先月中旬、アジア最大の「性都」と呼ばれていた中国広東省・東莞(とうかん)市で、当局による大規模なガサ入れが発生。結果、市内にあった数百軒の風俗店は数日で壊滅し、30万人いたともいわれる風俗嬢は、街から姿を消してしまった。

フランス国営ラジオ『RFI』中国語版によれば、この大規模摘発による経済損失は、関連産業も含めれば500億元(約8000億円)以上。東莞市のGDPの約10分の1が丸ごと吹き飛んだという。

多大な経済リスクを負ってまで、当局が大規模な摘発運動を実施した背景は何なのか? 摘発2日目の2月10日には、国家中央の公安部から東莞市に人員が派遣され、捜査を直々に指揮するという異例の事態が発生している。

中国の政治事情に詳しいジャーナリスト・福島香織氏は言う。

「10年にも、当時の党総書記の胡錦濤(こきんとう)が、対立する江沢民(こうたくみん)派の風俗利権を一掃するため、北京市内の高級クラブの大掃黄(ダーサオホァン=大規模摘発)を行なったことがあります。中国における大掃黄は、単なる風紀の引き締めではなく、権力闘争に関係しているケースが極めて多いのです」

今回の騒動がどんな権力闘争に関係していたかについては、米国国営ラジオ『VOA』中国語版の記事上で、著名な在米中国人政治学者の何清漣(か・せいれん)氏がこんな指摘をしている。

「今回の大規模摘発は、習近平による周永康(しゅう・えいこう=胡錦濤前政権時代の警察・司法部門のトップ)に対する奪権闘争なのです」

現在、中国では「周派」の一掃が行なわれている

周永康は昨年春に、習近平の政敵だった薄熙来(はく・きらい)が失脚した際、最後まで薄の肩を持ったことで習近平とは犬猿の仲。周は現在でも公安機関に影響力を残しているのだが、習近平は風俗摘発に名を借りて「周派」の公安関係者を粛清し、彼を失脚に追い込もうとしているわけなのである。
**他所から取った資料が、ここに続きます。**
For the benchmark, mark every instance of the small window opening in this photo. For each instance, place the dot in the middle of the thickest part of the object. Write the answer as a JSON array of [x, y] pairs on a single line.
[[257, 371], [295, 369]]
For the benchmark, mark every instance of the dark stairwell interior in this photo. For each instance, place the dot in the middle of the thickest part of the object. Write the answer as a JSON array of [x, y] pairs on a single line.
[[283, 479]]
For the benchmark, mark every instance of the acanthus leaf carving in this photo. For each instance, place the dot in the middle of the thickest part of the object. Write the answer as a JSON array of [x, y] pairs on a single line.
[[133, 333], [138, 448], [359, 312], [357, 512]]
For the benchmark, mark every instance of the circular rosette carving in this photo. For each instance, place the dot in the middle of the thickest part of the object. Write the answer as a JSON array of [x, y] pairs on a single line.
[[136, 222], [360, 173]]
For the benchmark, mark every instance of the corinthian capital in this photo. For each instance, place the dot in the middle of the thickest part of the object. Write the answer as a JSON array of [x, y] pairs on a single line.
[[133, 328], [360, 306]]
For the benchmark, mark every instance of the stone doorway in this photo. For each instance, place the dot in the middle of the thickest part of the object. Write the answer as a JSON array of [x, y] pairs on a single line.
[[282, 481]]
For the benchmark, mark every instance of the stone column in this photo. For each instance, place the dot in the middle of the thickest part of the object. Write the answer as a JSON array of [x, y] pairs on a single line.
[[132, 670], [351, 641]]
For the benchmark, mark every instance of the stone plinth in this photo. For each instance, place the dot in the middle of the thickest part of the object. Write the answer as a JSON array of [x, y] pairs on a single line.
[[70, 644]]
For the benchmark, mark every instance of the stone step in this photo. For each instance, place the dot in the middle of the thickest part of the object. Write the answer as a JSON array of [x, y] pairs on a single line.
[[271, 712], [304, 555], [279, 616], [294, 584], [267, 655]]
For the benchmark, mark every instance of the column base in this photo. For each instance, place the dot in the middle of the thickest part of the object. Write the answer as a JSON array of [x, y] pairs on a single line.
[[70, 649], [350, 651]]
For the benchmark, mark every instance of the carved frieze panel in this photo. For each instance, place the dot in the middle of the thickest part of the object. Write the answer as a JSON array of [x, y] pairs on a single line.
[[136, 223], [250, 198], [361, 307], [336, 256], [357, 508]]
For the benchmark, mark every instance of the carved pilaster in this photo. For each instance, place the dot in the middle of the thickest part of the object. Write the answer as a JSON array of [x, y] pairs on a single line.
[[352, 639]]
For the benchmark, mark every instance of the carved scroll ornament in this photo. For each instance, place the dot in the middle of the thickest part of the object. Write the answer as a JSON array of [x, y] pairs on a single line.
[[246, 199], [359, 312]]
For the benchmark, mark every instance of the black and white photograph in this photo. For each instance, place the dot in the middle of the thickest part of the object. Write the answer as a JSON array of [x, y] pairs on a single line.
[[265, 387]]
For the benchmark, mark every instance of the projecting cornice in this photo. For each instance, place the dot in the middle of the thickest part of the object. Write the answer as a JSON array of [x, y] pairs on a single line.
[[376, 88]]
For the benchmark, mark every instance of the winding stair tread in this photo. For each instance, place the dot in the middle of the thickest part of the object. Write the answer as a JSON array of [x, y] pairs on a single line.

事実、昨年12月には周の腹心・李東生(り・とうせい=公安副部長)が汚職容疑で失脚。習からの圧迫は激しさを増している。

そもそも、今回の風俗摘発騒動の始まりとなった太子酒店の経営者・梁耀輝(りょう・ようき、現役の全人代代表=国会議員でもある)にしても、周が強い利権を持つ石油関連ビジネスと非常に関係が深い人物である。香港紙によれば、東莞をはじめ広東省一帯の公安局幹部は「周派」の強い影響下にあったともいう。

習近平は東莞という一都市の経済よりも、政敵を徹底的に葬る行為を優先したというわけなのだ。

こうした事情ゆえに、現在の中国では東莞のみならず、「周派」の影響力が強い地域を中心に全国的な風俗取締り運動が行なわれている。

仮に日本人が中国の風俗で遊び、当局に捕まった場合、よくて10万円程度の罰金と国外退去、最悪の場合は実名と顔写真を公開され、全世界で報道されることとなる。特に現在の状況下では、背景に共産党高官の内紛が絡んでいるだけに、ワイロを使ったもみ消しも困難である。万が一にも試さないでおくのが賢明だ。